State of New Jersey Economic Development Authority

Agency overview
- Preceding agency: New Jersey Commerce Commission;
- Jurisdiction: New Jersey
- Headquarters: 36 West State Street, Trenton, NJ 08625
- Agency executives: Tim Sullivan, Chief Executive Officer; Emma Corrado, Chief of Staff;
- Website: http://www.njeda.com/

= New Jersey Economic Development Authority =

Government agency in New Jersey, United States

The New Jersey Economic Development Authority (EDA) is an independent government entity in the U.S. state of New Jersey dedicated to broadening and expanding the state's economic base.

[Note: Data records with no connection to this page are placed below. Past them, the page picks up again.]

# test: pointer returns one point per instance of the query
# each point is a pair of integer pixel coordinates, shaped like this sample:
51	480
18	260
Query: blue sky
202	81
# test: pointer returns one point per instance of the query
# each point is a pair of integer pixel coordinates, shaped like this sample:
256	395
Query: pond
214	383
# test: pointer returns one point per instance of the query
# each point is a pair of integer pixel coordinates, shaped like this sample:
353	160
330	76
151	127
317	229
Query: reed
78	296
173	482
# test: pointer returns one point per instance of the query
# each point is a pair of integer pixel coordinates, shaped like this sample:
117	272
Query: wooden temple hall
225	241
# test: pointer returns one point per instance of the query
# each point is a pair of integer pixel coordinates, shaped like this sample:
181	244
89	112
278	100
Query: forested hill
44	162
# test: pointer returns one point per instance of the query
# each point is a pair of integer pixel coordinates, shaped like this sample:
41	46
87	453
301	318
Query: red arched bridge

The EDA creates public-private partnerships to provide access to capital by New Jersey's business community. The EDA's primary emphasis is on providing access to funds for small and mid-size businesses and nonprofit organizations. The EDA also supports entrepreneurial development through training programs. Real estate development projects that will create business opportunities and enhance community revitalization efforts, are another goal pursued by the EDA.

==2019 audit==
In January 2019, Governor Phil Murphy signed an executive order to initiate an audit of the tax incentives made to businesses by the New Jersey Economic Development Authority. It found numerous cases were tax credits given during the governorship of Chris Christie were given under false pretenses.